Max. showing the last 5 posts - (Last post first)
Author Message
Michael I was looking for prezzies for a teenage fan: the "Twlight" soundtrack and Nightwish who are selling out their tour in Europe at the moment (43 million listens on Last.fm! www.last.fm/music/nightwish ) After visiting five general and specialist shops, I eventually found a lone copy of Twilight and had to turn to eMusic.com for Nightwish (at a fraction of the retail price). I also picked up a high-quality MP3 version of a Wim Mertens album (not my cup of tea, personally).

Thank goodness for the Internet. Giving the gift of music was becoming a bit of a slog.
zooloo Regarding long-tail theory.

20 years ago me trying to sell rubbish hope-recorded cassettes at a bootfair and failing wouldn't show retail to be false.

The same remains today.

Getting to a wider market is easier today than it has ever been - practically speaking the distribution and manufacture of Vile Pervert would have stalled to extinction without huge expenditure not so very long ago.
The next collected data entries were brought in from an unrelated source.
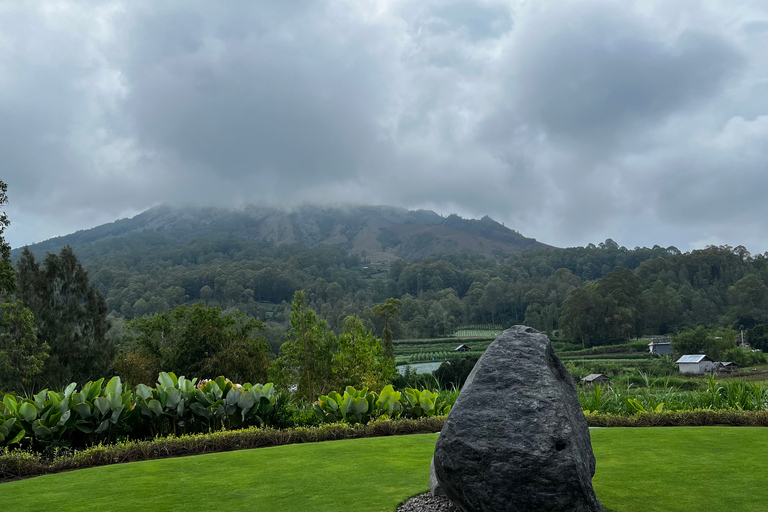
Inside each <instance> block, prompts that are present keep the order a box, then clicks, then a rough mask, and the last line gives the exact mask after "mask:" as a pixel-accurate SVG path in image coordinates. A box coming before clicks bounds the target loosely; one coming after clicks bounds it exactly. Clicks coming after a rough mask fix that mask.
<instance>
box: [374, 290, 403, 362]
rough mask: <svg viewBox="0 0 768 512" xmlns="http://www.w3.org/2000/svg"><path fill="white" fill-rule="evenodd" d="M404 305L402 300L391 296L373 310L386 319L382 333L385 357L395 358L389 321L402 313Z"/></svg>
mask: <svg viewBox="0 0 768 512" xmlns="http://www.w3.org/2000/svg"><path fill="white" fill-rule="evenodd" d="M402 307H403V302H402V301H401V300H399V299H395V298H393V297H390V298H389V299H387V300H385V301H384V302H382V303H381V304H377V305H375V306H374V307H373V310H372V311H373V314H374V315H377V316H379V317H381V318H382V319H383V320H384V324H385V325H384V330H383V331H382V333H381V341H382V345H383V347H384V357H386V358H387V359H394V358H395V348H394V345H393V344H392V329H391V328H390V326H389V321H390V320H391V319H393V318H395V317H396V316H398V315H400V308H402Z"/></svg>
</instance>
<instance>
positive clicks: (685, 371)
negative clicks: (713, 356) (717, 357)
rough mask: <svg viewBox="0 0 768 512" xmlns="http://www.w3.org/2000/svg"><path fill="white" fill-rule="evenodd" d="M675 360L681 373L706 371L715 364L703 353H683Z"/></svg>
mask: <svg viewBox="0 0 768 512" xmlns="http://www.w3.org/2000/svg"><path fill="white" fill-rule="evenodd" d="M676 362H677V365H678V367H679V368H680V372H681V373H706V372H708V371H711V370H712V369H713V367H714V366H715V365H716V363H715V362H714V361H712V360H711V359H710V358H708V357H707V356H705V355H704V354H696V355H685V356H683V357H681V358H680V359H678V360H677V361H676Z"/></svg>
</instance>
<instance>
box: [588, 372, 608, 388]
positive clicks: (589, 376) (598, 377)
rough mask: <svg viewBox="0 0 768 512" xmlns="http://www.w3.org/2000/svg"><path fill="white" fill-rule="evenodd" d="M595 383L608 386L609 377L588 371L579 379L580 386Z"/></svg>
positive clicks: (602, 385)
mask: <svg viewBox="0 0 768 512" xmlns="http://www.w3.org/2000/svg"><path fill="white" fill-rule="evenodd" d="M595 384H597V385H600V386H610V385H611V379H610V377H608V376H607V375H603V374H602V373H590V374H589V375H587V376H586V377H584V378H583V379H581V385H582V386H594V385H595Z"/></svg>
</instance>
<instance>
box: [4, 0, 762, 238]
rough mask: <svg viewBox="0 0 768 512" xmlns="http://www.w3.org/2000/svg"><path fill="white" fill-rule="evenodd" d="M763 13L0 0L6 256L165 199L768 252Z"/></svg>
mask: <svg viewBox="0 0 768 512" xmlns="http://www.w3.org/2000/svg"><path fill="white" fill-rule="evenodd" d="M766 64H768V2H765V1H764V0H754V1H744V2H738V1H736V0H724V1H706V0H702V1H694V0H675V1H669V0H662V1H658V2H655V1H643V2H631V1H629V0H621V1H616V2H605V1H587V0H585V1H573V2H570V1H566V0H552V1H545V0H536V1H527V2H524V1H496V0H474V1H473V0H462V1H452V0H380V1H361V0H350V1H342V0H327V1H325V0H290V1H274V0H273V1H263V2H259V1H243V2H234V1H229V2H210V1H208V2H193V1H186V0H185V1H181V0H178V1H175V2H170V1H168V2H157V1H147V2H143V1H137V0H130V1H128V0H126V1H124V2H120V1H117V2H110V1H104V0H98V1H94V2H86V1H82V0H77V1H72V2H68V1H34V2H15V1H0V158H1V160H0V179H2V180H4V181H5V182H6V183H7V184H8V187H9V190H8V195H9V198H10V204H9V206H8V207H7V213H8V215H9V217H10V219H11V223H12V225H11V227H10V228H9V229H8V230H7V231H6V238H7V240H8V241H9V242H10V243H11V245H13V246H14V247H18V246H20V245H23V244H27V243H34V242H37V241H41V240H44V239H47V238H50V237H52V236H57V235H63V234H67V233H70V232H72V231H75V230H77V229H85V228H89V227H93V226H96V225H99V224H102V223H105V222H111V221H113V220H115V219H117V218H121V217H126V216H132V215H135V214H137V213H140V212H141V211H143V210H145V209H147V208H149V207H151V206H153V205H157V204H159V203H162V202H177V203H191V204H196V205H219V206H228V205H231V206H237V205H241V204H243V203H269V204H273V205H286V206H287V205H291V204H294V203H297V202H323V201H347V202H356V203H373V204H390V205H397V206H403V207H407V208H429V209H433V210H435V211H437V212H438V213H441V214H449V213H459V214H460V215H462V216H465V217H480V216H483V215H490V216H491V217H493V218H495V219H496V220H498V221H500V222H504V223H505V224H506V225H507V226H508V227H512V228H514V229H517V230H518V231H520V232H522V233H523V234H524V235H526V236H532V237H535V238H537V239H538V240H540V241H543V242H546V243H549V244H552V245H557V246H573V245H585V244H587V243H589V242H595V243H597V242H600V241H602V240H605V239H606V238H608V237H611V238H613V239H614V240H616V241H617V242H618V243H619V244H622V245H625V246H627V247H630V248H632V247H635V246H643V245H646V246H652V245H654V244H659V245H662V246H668V245H675V246H677V247H678V248H680V249H681V250H684V251H685V250H690V249H694V248H701V247H704V246H706V245H709V244H726V243H727V244H730V245H739V244H742V245H745V246H746V247H747V248H748V249H749V250H751V251H752V252H753V253H757V252H764V251H767V250H768V222H766V220H767V219H768V201H766V200H765V196H766V195H768V65H766Z"/></svg>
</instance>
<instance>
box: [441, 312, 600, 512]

Vile Pervert offers a prime example of the long-tail theory working and working in a way it claims is should.
JK2006 Our "cutting off random posts in mid word" seems a minor problem compared to others - the Record of the Day has been offline for ages (judging by the E-Mails I'm getting from people who find the Tip Sheet board more interesting anyway) and the "long tail" theory has been shown to be false (the vast majority of tracks available online haven't sold a single copy - quite right too, but it tends to disprove the theory).

Add to that our own site hiccups - suggested due to extreme popularity but none of our sites seem more popular than usual although Vile Pervert: The Musical has increased hugely over the last week thanks to Madame Arcati choosing it as the Best Film of 2008 - several hundred full length views/downloads a day at present.

I suspect, like retail, internet has reached spontaneous combustion time.